The sustainable approach to gardening is to make sure you have growing plants covering soil, rather than on relying on mulch. Avoid bare soil at any cost. Instead, use low ground covers for any garden bare spots. Sedums work especially well in garden crevices, as seen in the picture above. They are true ground huggers and help to stop erosion on slopes. This sedum patch above, is growing on a slope, where even mulch would be regularly washed away.

Sedums flowers are like something from outer space.

Sedum flowers are like something from outer space.

Hens and Chicks are the ground hugging sedums, and are mostly grown for their rosettes of foliage. However when they do put up a rare flower, which appear in clusters at the end of a tough stalk, they are positively outer-space looking.

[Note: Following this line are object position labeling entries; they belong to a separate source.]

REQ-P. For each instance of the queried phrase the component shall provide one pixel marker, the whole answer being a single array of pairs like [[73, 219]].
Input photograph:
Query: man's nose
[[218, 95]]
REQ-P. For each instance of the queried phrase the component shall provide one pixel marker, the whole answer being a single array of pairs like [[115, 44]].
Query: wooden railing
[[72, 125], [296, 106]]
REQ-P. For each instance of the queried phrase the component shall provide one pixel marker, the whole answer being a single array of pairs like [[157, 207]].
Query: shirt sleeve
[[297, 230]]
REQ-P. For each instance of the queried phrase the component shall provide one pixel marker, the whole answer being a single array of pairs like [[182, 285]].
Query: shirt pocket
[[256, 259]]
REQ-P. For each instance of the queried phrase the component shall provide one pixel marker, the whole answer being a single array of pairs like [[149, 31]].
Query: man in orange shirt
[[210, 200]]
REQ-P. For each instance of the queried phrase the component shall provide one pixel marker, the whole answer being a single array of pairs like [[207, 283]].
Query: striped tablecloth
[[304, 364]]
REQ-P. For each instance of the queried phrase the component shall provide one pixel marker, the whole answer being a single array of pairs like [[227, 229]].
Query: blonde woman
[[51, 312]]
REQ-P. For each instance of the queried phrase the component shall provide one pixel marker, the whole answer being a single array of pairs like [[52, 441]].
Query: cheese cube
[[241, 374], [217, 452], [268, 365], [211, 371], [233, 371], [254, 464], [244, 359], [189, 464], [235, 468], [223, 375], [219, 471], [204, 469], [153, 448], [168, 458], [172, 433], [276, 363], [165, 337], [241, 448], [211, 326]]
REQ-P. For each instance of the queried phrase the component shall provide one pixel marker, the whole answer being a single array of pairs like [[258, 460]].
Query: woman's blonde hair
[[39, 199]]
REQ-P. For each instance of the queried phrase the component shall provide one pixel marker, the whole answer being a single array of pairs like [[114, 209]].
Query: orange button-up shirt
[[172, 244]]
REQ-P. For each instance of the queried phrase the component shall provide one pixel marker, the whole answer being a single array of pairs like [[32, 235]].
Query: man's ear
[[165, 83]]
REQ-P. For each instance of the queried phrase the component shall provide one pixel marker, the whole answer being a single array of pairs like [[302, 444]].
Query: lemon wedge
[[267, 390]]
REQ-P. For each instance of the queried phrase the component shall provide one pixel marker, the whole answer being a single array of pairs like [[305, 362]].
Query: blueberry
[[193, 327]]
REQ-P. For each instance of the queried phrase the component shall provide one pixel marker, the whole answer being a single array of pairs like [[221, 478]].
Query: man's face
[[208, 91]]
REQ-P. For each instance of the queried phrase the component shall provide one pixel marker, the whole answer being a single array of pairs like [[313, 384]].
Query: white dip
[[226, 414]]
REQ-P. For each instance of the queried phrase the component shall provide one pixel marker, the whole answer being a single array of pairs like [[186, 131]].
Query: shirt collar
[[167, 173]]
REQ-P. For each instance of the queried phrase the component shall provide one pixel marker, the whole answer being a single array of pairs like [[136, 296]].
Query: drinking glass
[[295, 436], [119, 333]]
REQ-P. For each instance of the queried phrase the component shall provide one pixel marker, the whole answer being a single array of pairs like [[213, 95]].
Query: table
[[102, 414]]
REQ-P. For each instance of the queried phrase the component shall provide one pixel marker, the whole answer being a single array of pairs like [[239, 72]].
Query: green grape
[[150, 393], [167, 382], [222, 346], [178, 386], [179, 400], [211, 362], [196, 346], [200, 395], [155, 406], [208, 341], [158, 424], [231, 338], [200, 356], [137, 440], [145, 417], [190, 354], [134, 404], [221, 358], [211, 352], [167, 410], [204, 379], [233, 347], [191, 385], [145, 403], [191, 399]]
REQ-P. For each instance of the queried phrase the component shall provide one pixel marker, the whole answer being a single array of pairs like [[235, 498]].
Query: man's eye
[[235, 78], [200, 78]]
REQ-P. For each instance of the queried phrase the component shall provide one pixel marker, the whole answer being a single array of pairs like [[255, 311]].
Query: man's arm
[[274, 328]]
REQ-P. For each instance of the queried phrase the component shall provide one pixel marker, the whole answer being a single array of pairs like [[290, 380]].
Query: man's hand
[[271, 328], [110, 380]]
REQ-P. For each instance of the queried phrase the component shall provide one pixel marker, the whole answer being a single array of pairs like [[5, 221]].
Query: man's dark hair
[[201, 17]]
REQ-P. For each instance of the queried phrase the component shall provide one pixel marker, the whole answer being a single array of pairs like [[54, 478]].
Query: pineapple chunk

I find them fascinating.  All sedums are a low-maintenance gardeners dream. The short ones you need do absolutely nothing with, apart from pulling out a rare weed that may infiltrate a rare gaps. The picture above shows a tiny one at left.

The taller sedums, like ‘Autumn Joy’ and its many versions make neat mounds in the garden about a foot and a half high. The only maintenance a taller sedum requires is a haircut in early spring to cut off the dead stems and flowers. ‘Autumn Joy’ sedum begins to flower in August and September and continues till frost. These look best when you plant several together to make an impact. And the flowers are loved by bees and other pollinators. They are great paired with grasses and late summer flowering perennials like ‘Goldsturm’ rudbeckia.